Finding number of zeroes in a polynomial?

moonman239

Let's say I have the equation f(x) = 2x + 3 * (3x^2 + 3) - x^2 + 5. If my algebra is right, this is a 3rd-degree polynomial. How many zeroes does this equation have? How did you figure that out?

jedishrfu

if you remember: an nth degree polynomial has n factors of the form f(x) = (x-a)*(x-b)*...
hence it has at most n zeros. ( I assumed the factors for x were 1)

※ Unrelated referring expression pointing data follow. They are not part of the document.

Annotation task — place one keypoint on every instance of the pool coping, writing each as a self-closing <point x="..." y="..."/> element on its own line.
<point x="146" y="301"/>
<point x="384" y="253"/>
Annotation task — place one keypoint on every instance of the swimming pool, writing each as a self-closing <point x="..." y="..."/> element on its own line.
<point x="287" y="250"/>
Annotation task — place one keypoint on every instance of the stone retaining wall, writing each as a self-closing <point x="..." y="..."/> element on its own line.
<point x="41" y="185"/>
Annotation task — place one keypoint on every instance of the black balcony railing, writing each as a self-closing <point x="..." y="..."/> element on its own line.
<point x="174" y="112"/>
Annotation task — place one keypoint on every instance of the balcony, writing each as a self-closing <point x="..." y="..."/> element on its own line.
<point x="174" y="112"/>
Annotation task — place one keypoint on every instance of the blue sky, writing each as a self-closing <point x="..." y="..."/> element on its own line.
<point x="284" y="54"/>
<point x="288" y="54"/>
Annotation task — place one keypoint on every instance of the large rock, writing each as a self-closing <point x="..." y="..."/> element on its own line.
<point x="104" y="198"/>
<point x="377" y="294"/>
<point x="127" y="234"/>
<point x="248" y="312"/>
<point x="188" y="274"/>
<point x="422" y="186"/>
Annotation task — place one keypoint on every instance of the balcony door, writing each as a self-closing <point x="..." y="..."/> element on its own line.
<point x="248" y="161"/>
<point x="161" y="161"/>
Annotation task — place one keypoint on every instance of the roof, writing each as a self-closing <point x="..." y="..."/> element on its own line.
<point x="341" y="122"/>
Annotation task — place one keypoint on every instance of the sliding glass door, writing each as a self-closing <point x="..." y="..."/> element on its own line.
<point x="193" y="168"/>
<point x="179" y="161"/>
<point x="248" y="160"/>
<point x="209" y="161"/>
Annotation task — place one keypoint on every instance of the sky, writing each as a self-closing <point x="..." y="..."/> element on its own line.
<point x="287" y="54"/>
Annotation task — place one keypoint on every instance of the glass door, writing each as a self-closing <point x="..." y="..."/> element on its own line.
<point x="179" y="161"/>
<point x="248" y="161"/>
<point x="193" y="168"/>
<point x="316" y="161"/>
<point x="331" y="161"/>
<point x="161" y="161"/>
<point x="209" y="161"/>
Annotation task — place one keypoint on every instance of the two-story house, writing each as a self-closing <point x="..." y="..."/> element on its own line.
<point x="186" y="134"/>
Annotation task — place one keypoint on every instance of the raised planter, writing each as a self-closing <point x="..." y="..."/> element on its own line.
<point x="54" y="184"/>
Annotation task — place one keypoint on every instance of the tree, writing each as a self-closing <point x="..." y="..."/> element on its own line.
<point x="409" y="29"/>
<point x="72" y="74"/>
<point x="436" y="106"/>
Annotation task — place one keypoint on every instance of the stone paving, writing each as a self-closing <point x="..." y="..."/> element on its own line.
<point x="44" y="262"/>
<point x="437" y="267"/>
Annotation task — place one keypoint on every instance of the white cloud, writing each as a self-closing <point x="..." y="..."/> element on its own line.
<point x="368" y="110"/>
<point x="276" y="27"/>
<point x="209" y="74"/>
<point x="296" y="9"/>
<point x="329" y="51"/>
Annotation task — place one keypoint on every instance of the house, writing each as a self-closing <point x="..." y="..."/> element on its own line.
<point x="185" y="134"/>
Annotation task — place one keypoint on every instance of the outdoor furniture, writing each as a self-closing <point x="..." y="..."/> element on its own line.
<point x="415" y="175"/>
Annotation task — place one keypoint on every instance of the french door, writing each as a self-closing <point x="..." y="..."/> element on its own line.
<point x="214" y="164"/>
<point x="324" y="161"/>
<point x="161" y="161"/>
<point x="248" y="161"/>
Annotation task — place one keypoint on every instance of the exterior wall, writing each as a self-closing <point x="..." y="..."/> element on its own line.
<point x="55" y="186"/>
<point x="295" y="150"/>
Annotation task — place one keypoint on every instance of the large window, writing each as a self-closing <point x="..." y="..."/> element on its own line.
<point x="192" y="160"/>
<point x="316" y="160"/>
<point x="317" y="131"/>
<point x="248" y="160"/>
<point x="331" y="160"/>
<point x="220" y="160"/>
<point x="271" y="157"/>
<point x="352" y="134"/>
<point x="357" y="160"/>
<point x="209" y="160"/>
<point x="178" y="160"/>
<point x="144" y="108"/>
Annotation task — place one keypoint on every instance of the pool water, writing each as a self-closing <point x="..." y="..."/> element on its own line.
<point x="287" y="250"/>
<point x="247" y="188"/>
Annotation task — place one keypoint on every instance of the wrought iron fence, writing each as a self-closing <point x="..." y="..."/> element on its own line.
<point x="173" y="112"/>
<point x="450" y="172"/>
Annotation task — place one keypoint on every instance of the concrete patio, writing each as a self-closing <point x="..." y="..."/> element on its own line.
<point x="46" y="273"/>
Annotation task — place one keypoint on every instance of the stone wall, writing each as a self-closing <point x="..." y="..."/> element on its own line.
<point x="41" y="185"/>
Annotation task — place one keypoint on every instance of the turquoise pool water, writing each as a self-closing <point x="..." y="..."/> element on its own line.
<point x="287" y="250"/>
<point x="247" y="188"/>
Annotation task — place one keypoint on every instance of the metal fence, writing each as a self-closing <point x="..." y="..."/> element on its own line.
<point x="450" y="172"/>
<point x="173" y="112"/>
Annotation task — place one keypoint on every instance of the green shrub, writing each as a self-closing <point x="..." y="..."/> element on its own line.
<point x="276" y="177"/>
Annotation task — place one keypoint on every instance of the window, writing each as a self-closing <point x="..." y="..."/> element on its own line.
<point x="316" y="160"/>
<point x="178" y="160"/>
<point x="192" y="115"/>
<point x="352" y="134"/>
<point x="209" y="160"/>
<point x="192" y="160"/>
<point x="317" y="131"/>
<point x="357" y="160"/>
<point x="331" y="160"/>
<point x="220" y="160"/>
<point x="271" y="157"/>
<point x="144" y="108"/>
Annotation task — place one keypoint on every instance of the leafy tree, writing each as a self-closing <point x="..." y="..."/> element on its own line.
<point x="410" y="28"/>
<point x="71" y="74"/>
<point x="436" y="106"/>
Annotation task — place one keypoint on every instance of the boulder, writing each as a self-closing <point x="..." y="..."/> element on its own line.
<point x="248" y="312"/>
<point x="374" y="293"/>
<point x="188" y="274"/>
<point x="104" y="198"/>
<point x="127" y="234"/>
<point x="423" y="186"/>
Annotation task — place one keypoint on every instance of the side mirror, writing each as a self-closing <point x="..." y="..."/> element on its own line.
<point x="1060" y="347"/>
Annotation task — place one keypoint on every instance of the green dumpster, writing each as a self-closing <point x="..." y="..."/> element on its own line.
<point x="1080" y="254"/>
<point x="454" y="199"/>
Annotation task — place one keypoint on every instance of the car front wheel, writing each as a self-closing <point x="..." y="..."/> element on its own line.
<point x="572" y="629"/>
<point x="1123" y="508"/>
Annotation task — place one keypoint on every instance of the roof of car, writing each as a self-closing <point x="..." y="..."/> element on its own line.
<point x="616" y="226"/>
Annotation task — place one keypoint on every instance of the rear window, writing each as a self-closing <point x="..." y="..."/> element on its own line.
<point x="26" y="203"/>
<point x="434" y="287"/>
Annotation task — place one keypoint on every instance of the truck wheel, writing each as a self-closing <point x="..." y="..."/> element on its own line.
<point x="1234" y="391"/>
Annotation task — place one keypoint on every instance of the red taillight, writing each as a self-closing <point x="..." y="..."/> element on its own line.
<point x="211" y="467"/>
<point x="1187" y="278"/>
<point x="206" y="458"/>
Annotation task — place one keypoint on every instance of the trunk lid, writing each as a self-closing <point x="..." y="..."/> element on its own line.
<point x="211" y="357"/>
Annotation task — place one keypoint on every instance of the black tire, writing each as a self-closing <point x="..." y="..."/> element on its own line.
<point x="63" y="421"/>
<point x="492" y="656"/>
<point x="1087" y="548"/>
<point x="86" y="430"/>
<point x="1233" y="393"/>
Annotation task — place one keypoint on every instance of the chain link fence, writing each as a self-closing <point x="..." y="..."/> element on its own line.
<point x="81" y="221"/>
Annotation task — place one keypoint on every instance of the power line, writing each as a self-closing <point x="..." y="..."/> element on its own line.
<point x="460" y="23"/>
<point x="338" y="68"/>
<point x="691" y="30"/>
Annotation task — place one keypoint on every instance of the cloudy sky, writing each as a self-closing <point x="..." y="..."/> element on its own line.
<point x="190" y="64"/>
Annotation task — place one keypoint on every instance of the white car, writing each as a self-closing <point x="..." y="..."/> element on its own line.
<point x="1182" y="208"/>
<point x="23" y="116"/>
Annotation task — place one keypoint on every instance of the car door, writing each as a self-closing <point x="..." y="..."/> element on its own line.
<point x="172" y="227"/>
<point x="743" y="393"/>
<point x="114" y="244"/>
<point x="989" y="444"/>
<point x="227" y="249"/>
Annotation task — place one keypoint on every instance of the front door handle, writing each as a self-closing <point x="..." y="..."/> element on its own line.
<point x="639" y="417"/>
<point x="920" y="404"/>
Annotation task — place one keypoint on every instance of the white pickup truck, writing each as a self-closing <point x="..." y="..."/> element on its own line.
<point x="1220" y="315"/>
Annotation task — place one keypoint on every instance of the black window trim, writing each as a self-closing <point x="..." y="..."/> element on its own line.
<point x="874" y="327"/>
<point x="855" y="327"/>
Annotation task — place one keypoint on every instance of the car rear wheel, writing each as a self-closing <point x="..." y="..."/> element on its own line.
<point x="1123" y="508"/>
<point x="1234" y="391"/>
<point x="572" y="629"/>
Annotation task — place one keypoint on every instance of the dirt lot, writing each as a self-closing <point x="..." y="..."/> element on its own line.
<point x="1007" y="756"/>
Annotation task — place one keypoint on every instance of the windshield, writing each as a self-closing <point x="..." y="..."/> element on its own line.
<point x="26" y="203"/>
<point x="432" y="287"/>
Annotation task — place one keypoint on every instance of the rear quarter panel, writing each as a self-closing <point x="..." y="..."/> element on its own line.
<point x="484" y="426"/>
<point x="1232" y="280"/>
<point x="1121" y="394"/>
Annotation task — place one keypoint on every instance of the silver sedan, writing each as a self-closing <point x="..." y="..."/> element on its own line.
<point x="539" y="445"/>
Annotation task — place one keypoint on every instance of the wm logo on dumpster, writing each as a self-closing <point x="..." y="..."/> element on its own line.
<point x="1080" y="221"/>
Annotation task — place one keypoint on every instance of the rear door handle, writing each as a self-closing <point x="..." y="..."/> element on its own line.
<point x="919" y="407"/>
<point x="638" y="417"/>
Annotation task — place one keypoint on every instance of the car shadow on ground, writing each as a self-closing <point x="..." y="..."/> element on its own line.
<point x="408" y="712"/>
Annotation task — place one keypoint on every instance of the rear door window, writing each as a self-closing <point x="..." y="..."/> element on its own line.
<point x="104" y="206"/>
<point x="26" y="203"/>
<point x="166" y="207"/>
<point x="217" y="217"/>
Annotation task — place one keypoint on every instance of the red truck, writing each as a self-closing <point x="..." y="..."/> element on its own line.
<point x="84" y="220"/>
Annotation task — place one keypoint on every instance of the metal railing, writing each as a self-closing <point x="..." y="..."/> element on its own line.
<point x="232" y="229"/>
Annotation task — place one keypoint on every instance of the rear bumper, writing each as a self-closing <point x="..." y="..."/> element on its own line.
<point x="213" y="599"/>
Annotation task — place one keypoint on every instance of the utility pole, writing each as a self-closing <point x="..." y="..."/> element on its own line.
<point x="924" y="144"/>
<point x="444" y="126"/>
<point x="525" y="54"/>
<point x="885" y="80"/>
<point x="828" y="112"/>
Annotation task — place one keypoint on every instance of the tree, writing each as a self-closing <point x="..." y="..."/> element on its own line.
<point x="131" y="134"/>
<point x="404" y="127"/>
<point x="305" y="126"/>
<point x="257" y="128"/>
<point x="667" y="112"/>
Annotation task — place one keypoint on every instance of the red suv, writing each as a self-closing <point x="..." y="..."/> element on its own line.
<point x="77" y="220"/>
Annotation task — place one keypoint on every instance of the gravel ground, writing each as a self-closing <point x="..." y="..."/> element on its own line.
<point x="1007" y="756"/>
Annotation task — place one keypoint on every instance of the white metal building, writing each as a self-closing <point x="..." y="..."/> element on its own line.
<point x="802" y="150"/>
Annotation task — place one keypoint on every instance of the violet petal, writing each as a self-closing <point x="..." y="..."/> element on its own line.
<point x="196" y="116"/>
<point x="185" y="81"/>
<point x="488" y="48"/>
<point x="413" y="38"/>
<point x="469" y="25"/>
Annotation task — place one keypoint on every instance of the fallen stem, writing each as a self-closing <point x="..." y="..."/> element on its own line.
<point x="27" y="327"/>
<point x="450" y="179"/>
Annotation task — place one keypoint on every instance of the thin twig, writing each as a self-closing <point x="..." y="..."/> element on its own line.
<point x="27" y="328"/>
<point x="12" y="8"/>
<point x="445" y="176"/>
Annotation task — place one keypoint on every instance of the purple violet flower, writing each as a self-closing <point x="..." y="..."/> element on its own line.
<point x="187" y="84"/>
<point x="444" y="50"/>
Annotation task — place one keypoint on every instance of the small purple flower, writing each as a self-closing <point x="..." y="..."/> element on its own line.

So in your case for a 3rd degree:

f(x) = (x -a) * (x - b ) * ( x - c )
___ = (x^2 - (a+b)x + ab) * (x - c)
___ = x^3 - (a+b+c)x^2 + (ab+ac+bc)x + abc

micromass

Am I missing something?? The equation in the OP does not have third degree...

jedishrfu

you're right, i was addressing find the number of roots only.

moonman239

2x² + 3 + (3X² + 3) = 6x³ + 6x + 6x² + 9. That's why I thought the degree was 3.

micromass

I have no clue why you think this equality is true.

jedishrfu

I think you meant (2x+3)*(3x^2+3) right?

haruspex

Assuming it is a cubic, there will be 1, 2 or 3 real roots. There are always 3 roots altogether, but some may be complex pairs. That can reduce it to 1 real root. There is also the borderline case where two real roots coincide, making only 2 values.

Mark44

Based on what you wrote, your algebra is incorrect. Expanding what you wrote, I get
f(x) = 2x + 9x² + 9 - x² + 5
= 8x² + 2x + 14, which is NOT a cubic.

I suspect that you are missing some parentheses, and actually meant
f(x) = (2x + 3)*(3x² + 3) - x² + 5, which IS a cubic.

Robert1986

It can't have two real roots.

HallsofIvy

It can have three real roots, two of which are the same, having two distinct real roots. That is what haruspex was talking about. He was not counting "multiplicity".

For example, [itex]x^3- x^2= 0[/itex] has two distinct roots- 0 and 1. 0 is a double root.

Robert1986

YEs, I see now. I just re-read his post.